A dramatic late strike from substitute Kyle Magennis earned a precious (and largely undeserved) point for St Mirren and increased the possibility that they may yet avoid a play-off battle later this month.
It came as a blessed relief for manager Oran Kearney, who had seen his team outmanoeuvred for the bulk of the contest only to come up with a potentially life-saving goal at the last possible moment.
Even then, it came from an error of judgement on the part of Motherwell winger Elliott Frear. Immediately beforehand, in a classic counter-attack, the home attackers outnumbered the visiting defenders and a goal looked certain.
However, rather than play in Chris Cadden or James Scott, both of whom seemed certain to score, he tried a shot himself, one which lacked power and accuracy and was immediately recycled, leading to Magennis’ goal, a fierce drive which came from Mihai Popescu’s long throw.
“If we beat Hamilton and Dundee in our last two games then Hamilton must win on the last day,” said Kearney. “If Hamilton hadn’t scored [at Dundee], a draw would have done it so Kyle’s goal could have a slight impact.
“There was a stonewall penalty on Danny Mullen. The referee [Alan Muir] was standing close to it. Even at their goal, I feel there was a foul on Gary MacKenzie by the young striker. There’s a pull of the shirt and he leans over him - that looks a foul, too.
“These are the decisions that need to go for you. I don’t think the defender saw Danny coming. Probably on days like this, when its 0-0, those are pivotal moments.”
Given the importance of the outcome to their prospects of survival, it was surprising to note the lack of urgency in the visitors’ early efforts; indeed, they could easily have been two behind before the last of the spectators took their seats.
That they remained on level terms was largely down to the reactions of Czech goalkeeper Vaclav Hladky, who made fine stops from Allan Campbell and Scott, and the alertness of full-back Mateo Muzek, who cleared Gboly Ariyibi’s netbound drive off the line.
Aside from dealing comfortably with a few shots from distance, Motherwell’s Mark Gillespie was virtually a spectator. He and his team-mates had little to worry about other than the possibility of not finishing seventh; for Saints, the possibility of an immediate return to the second tier remains and, on this occasion, it appeared to inhibit them to the extent that even simple, short passes seemed to be beyond them.
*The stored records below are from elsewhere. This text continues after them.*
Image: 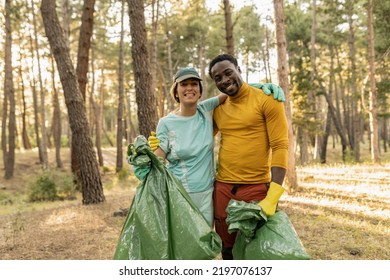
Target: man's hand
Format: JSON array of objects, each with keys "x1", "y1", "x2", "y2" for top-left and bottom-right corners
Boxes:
[
  {"x1": 148, "y1": 131, "x2": 160, "y2": 151},
  {"x1": 249, "y1": 83, "x2": 285, "y2": 102},
  {"x1": 258, "y1": 182, "x2": 285, "y2": 216}
]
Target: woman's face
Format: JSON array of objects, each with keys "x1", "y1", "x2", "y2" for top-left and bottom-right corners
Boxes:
[
  {"x1": 210, "y1": 60, "x2": 243, "y2": 96},
  {"x1": 176, "y1": 78, "x2": 201, "y2": 104}
]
Hladky saved again from Scott after the break before David Turnbull fired the hosts in front with an emphatic finish after MacKenzie had nodded Cadden’s cross into his path.
That it didn’t bring three points was a source of great frustration to manager Stephen Robinson.
“We totally dominated the whole game,” he said. “We played in front of them first half but got more in behind them after the break.
“But we should be clever enough to see the game out. We had a 4 v 2 with 30 seconds left, made a poor decision and then didn’t defend a long throw.”